Identifying causal effects is an integral part of scientific inquiry. It helps us understand everything from educational outcomes to the effects of social policies to risk factors for diseases. Questions of cause-and-effect are also critical for the design and data-driven evaluation of many technological systems we build today.
To help data scientists better understand and deploy causal inference, Microsoft researchers built a tool that implements the process of causal inference analysis from end to end. The ensuing DoWhy library has been doing just that since 2018 and has cultivated a community devoted to applying causal inference principles in data science. To broaden access to this critical knowledge base, DoWhy is migrating to an independent open-source governance model in a new PyWhy GitHub organization. As a first step toward this model, we are announcing a collaboration with Amazon Web Services (AWS), which is contributing new technology based on structural causal models.
What is causal inference?
The goal of conventional machine learning methods is to predict an outcome. In contrast, causal inference focuses on the effect of a decision or action—that is, the difference between the outcome if an action is completed versus not completed. For example, consider a public utility company seeking to reduce their customers’ usage of water through a marketing and rewards program. The effectiveness of a rewards program is difficult to ascertain, as any decrease in water usage by participating customers is confounded with their choice to participate in the program. If we observe that a rewards program member uses less water, how do we know whether it is the program that is incentivizing their lower water usage or if customers who were already planning to reduce water usage also chose to join the program? Given information about the drivers of customer behavior, causal methods can disentangle confounding factors and identify the effect of this rewards program.

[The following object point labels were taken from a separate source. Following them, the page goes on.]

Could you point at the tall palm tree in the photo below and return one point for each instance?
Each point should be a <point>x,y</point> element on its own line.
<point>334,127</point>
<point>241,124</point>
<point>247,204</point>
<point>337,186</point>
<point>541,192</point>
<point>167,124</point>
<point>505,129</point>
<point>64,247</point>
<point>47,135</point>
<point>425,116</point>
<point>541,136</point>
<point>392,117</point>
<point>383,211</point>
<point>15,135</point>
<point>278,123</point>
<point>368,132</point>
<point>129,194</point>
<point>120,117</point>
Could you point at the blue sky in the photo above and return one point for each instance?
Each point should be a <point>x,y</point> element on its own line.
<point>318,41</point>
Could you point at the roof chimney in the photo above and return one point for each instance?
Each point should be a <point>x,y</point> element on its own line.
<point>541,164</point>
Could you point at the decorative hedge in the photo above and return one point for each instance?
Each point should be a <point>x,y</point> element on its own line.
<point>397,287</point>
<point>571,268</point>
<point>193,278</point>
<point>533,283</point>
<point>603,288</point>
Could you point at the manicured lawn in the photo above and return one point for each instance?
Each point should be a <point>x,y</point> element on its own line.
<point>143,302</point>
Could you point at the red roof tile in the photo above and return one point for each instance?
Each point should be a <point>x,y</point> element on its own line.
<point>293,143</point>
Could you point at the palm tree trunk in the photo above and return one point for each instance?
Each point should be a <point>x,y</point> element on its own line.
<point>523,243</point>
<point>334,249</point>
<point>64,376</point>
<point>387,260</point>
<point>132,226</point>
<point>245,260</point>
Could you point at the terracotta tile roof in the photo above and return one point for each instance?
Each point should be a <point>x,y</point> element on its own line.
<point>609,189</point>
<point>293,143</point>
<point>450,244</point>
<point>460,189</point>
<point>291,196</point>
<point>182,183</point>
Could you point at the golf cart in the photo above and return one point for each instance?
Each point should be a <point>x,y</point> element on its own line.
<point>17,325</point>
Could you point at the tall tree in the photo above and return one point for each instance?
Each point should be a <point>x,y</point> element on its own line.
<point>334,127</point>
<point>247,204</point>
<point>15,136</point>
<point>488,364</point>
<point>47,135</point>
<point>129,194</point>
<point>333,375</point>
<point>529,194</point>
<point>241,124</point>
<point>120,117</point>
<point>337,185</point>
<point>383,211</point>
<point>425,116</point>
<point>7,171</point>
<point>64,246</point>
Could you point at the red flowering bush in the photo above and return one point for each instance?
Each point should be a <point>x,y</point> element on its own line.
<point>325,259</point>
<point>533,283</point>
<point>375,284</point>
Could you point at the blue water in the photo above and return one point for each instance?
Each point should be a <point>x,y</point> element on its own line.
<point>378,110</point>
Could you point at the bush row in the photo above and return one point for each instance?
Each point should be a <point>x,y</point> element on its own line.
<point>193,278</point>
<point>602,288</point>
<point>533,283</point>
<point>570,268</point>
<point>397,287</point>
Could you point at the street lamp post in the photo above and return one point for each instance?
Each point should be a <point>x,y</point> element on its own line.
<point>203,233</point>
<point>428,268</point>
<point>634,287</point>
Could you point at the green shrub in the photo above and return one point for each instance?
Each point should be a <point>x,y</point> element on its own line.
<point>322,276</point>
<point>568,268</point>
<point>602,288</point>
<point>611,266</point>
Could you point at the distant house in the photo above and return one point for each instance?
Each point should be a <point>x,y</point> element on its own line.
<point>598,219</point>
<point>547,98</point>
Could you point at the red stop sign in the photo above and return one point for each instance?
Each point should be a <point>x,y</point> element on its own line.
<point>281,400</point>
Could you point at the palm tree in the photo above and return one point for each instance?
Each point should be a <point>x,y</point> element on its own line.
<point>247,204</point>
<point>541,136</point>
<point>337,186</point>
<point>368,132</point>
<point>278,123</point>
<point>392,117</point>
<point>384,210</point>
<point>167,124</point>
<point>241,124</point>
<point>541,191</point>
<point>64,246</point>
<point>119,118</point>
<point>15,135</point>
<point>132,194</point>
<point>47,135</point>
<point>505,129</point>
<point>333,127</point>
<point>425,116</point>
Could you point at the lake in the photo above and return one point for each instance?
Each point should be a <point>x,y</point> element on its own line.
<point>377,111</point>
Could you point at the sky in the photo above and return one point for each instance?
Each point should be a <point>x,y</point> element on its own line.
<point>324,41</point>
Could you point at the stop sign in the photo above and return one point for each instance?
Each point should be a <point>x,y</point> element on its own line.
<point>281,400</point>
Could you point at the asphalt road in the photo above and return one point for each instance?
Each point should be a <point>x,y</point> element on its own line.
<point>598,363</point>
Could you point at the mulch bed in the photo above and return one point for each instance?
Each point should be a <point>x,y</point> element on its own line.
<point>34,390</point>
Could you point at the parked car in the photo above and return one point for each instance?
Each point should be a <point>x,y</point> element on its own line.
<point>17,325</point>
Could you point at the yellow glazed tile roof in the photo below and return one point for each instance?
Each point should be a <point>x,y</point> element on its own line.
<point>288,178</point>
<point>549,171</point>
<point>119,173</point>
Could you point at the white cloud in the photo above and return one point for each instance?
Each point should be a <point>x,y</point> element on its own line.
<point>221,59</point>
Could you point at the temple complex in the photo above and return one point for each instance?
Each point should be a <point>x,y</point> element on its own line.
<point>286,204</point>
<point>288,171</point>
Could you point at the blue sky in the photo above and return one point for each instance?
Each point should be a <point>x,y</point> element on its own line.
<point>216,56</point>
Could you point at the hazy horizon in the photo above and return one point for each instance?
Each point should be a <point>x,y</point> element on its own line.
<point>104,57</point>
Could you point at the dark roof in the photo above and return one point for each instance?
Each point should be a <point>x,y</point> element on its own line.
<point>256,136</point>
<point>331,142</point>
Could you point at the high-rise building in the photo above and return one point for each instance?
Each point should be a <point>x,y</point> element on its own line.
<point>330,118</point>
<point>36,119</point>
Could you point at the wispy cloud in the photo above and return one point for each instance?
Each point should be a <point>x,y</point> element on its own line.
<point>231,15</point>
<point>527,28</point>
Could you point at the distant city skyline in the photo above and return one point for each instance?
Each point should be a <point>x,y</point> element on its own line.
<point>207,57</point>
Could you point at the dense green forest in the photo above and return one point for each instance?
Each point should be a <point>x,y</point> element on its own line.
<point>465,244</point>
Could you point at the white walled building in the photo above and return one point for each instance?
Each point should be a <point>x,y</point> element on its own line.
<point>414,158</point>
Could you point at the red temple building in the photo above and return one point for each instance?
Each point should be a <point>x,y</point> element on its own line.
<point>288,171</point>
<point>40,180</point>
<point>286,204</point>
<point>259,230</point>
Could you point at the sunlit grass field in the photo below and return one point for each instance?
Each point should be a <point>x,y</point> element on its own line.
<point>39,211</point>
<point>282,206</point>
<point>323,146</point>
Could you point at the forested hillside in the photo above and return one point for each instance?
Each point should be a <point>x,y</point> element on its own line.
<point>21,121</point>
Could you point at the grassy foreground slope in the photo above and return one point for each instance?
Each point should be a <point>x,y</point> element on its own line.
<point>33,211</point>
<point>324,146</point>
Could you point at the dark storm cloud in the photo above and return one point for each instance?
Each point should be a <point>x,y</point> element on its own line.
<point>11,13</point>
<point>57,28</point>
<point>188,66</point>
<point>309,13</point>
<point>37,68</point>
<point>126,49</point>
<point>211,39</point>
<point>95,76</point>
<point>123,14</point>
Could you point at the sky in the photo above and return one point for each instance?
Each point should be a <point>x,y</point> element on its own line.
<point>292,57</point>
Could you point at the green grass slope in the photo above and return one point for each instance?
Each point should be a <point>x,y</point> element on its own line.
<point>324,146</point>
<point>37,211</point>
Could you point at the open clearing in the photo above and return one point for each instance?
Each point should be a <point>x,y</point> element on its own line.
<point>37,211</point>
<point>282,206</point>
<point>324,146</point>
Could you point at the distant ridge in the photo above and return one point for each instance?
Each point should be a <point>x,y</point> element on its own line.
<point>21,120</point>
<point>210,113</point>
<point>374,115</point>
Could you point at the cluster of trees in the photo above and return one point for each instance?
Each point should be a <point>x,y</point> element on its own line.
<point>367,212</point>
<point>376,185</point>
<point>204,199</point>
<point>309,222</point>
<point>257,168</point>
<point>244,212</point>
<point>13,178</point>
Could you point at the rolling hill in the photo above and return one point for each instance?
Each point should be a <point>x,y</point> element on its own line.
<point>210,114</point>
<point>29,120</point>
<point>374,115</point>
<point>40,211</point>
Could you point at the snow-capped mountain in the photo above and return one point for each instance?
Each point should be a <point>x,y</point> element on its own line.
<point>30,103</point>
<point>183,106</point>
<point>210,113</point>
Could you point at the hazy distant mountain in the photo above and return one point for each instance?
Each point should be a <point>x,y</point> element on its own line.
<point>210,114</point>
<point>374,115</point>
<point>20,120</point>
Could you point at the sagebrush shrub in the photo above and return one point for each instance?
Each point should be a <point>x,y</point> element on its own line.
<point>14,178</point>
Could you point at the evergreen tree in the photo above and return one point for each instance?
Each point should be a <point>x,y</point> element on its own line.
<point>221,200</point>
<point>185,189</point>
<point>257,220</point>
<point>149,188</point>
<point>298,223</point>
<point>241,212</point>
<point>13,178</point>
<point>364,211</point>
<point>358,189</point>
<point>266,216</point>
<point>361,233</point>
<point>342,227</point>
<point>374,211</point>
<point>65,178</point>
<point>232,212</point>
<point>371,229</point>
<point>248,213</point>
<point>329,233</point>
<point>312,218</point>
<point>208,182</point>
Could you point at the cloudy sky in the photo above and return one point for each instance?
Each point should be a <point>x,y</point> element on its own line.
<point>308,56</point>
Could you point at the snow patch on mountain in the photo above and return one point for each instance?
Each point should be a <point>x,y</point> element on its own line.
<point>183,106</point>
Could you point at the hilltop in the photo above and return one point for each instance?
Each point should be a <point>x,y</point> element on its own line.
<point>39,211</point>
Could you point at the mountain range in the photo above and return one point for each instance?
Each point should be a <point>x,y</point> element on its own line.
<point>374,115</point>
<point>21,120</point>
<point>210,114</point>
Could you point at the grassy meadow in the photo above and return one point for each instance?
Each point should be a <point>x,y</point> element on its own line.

How do we know when we have the right answer? The effect of an action like signing up for a customer loyalty program is typically not an observable value. For any given customer, we see only one of the two respective outcomes and cannot directly observe the difference the program made. This means that processes developed to validate conventional machine learning models—based on comparing predictions to observed, ground truths—cannot be used. Instead, we need new processes to gain confidence in the reliability of causal inference. Most critically, we need to capture our domain knowledge, reason about our modeling choices, then validate our core assumptions when possible and analyze the sensitivity of our results to violations of assumptions when validation is not possible.

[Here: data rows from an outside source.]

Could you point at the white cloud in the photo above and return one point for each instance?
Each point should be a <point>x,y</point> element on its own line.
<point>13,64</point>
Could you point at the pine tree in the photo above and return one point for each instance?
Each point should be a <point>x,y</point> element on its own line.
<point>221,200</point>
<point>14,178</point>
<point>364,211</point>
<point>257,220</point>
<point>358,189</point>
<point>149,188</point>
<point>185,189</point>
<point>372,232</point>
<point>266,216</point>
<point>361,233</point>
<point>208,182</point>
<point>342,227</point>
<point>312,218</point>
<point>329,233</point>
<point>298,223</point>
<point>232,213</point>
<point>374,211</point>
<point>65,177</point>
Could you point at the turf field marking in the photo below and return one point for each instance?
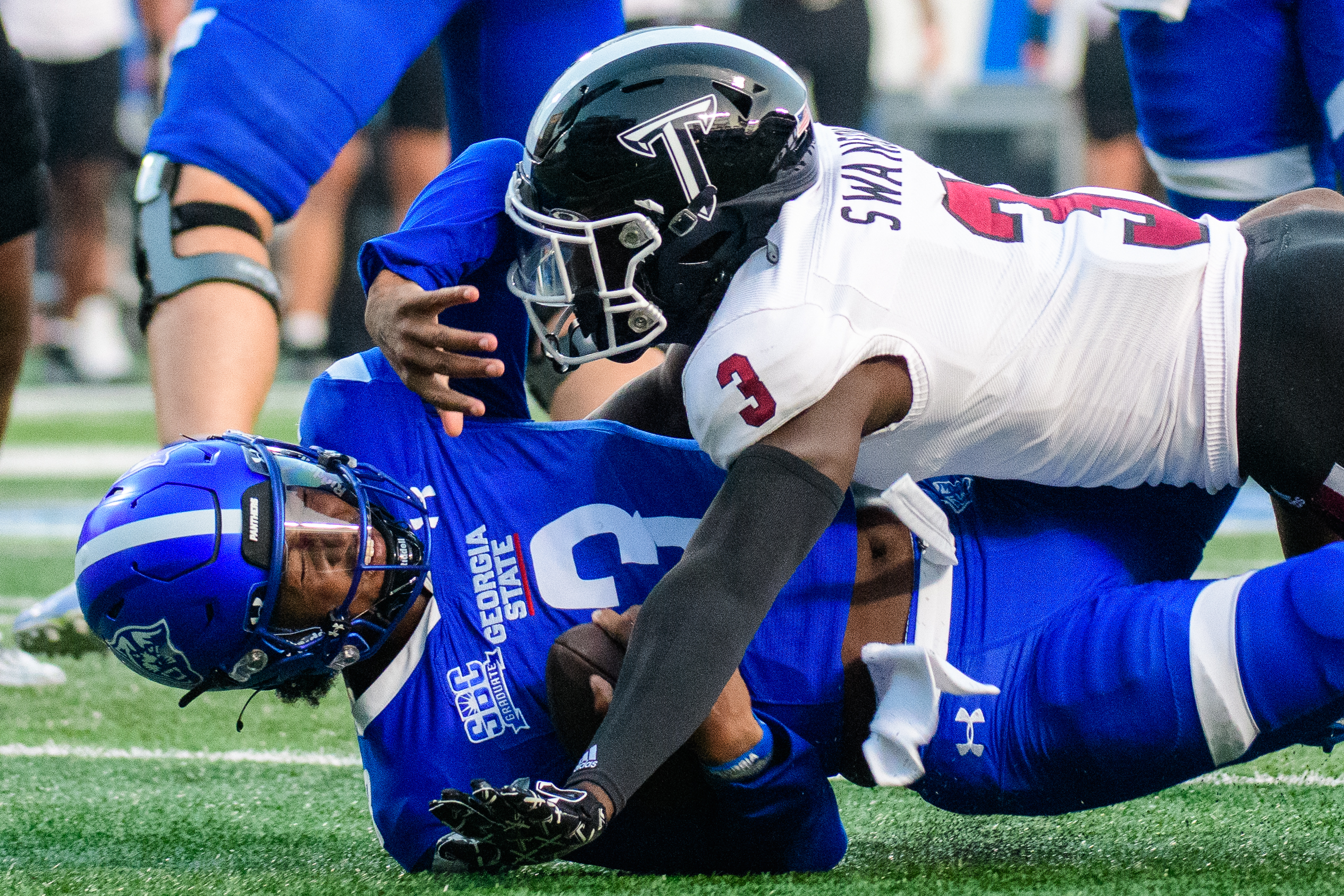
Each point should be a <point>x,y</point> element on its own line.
<point>299,758</point>
<point>275,757</point>
<point>50,461</point>
<point>1305,780</point>
<point>70,401</point>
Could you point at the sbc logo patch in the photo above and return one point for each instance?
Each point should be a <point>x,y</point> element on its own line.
<point>483,700</point>
<point>149,649</point>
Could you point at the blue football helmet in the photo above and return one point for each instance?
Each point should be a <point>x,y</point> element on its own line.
<point>182,564</point>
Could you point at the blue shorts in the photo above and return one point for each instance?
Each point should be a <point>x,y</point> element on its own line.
<point>1113,683</point>
<point>268,93</point>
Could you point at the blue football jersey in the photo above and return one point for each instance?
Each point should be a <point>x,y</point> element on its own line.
<point>1240,103</point>
<point>456,233</point>
<point>535,526</point>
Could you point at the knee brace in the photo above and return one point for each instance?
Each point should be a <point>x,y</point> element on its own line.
<point>162,272</point>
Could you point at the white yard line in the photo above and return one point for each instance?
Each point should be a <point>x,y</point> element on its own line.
<point>1305,780</point>
<point>298,758</point>
<point>69,461</point>
<point>273,757</point>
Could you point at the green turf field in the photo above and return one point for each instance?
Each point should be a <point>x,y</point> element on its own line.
<point>107,786</point>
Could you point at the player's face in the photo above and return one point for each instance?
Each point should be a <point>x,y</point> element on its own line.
<point>322,547</point>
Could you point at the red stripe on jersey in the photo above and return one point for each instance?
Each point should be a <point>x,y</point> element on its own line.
<point>522,566</point>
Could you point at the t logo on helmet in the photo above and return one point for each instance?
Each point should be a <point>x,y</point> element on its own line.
<point>674,129</point>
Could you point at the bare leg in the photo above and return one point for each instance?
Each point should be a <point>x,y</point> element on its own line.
<point>415,158</point>
<point>213,348</point>
<point>16,263</point>
<point>1117,164</point>
<point>80,225</point>
<point>312,253</point>
<point>588,387</point>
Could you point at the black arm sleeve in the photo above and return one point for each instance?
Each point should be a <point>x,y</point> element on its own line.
<point>699,620</point>
<point>23,143</point>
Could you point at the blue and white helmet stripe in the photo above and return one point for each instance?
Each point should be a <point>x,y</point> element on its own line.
<point>156,528</point>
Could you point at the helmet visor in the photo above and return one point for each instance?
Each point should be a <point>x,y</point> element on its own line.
<point>323,546</point>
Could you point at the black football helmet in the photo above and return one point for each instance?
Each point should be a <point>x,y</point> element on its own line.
<point>654,168</point>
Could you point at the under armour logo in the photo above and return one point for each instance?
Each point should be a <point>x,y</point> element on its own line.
<point>971,719</point>
<point>679,144</point>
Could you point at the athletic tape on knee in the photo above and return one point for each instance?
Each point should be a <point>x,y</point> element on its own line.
<point>162,272</point>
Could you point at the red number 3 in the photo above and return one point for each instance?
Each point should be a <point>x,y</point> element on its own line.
<point>750,387</point>
<point>979,210</point>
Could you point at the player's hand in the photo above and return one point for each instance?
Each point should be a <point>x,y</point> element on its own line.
<point>729,731</point>
<point>402,319</point>
<point>527,825</point>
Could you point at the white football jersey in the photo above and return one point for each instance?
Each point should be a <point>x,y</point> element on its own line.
<point>1085,339</point>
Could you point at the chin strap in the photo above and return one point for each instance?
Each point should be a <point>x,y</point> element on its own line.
<point>162,272</point>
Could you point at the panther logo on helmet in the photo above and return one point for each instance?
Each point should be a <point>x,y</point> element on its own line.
<point>149,650</point>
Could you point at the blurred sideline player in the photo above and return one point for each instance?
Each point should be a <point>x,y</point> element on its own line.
<point>1043,665</point>
<point>858,315</point>
<point>250,152</point>
<point>1238,101</point>
<point>23,206</point>
<point>75,53</point>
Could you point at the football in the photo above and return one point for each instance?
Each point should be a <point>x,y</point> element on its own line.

Four steps of causal inference analysis
Data scientists just beginning to explore causal inference are most challenged by the new modeling assumptions of causal methods. DoWhy can help them understand and implement the process. The library focuses on the four steps of an end-to-end causal inference analysis, which are discussed in detail in a previous paper, DoWhy: an End-to-End Library for Causal Inference, and related blog post:
Modeling: Causal reasoning begins with the creation of a clear model of the causal assumptions being made. This involves documenting what is known about the data generating process and mechanisms. To get a valid answer to our cause-and-effect questions, we must be explicit about what we already know.
Identification: Next, we use the model to decide whether the causal question can be answered, and we provide the required expression to be computed. Identification is the process of analyzing our model.

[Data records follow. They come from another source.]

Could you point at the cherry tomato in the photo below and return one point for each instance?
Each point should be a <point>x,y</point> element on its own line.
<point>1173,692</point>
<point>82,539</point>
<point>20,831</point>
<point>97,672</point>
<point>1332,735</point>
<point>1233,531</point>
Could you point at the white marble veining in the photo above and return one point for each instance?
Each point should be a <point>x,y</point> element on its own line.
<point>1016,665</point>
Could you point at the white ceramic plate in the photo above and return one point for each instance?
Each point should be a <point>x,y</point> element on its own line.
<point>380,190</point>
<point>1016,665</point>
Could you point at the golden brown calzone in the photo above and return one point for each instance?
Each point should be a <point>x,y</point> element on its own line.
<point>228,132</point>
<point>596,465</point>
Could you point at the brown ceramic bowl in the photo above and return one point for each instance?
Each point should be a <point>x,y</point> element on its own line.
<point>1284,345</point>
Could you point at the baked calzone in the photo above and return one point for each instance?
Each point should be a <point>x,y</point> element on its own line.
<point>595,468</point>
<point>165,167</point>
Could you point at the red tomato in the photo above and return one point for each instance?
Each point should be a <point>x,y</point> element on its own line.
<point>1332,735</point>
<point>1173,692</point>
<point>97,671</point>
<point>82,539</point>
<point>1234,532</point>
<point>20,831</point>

Estimation: Once we have a strategy for identifying the causal effect, we can choose from several different statistical and machine learning-based estimation methods to answer our causal question. Estimation is the process of analyzing our data.
Refutation: Once we have our answer, we must do everything we can to test our underlying assumptions. Is our model consistent with the data? How sensitive is the answer to the assumptions made? If the model missed an unobserved confounder, will that change our answer a little or a lot?
This focus on the four steps of the end-to-end causal inference process differentiates the DoWhy library from prior causal inference toolkits. DoWhy complements other libraries—which focus on individual steps—and offers users the benefits of those libraries in a seamless, unified API. For example, for estimation, DoWhy offers the ability to call out to Microsoft’s EconML library for its advanced estimation methods.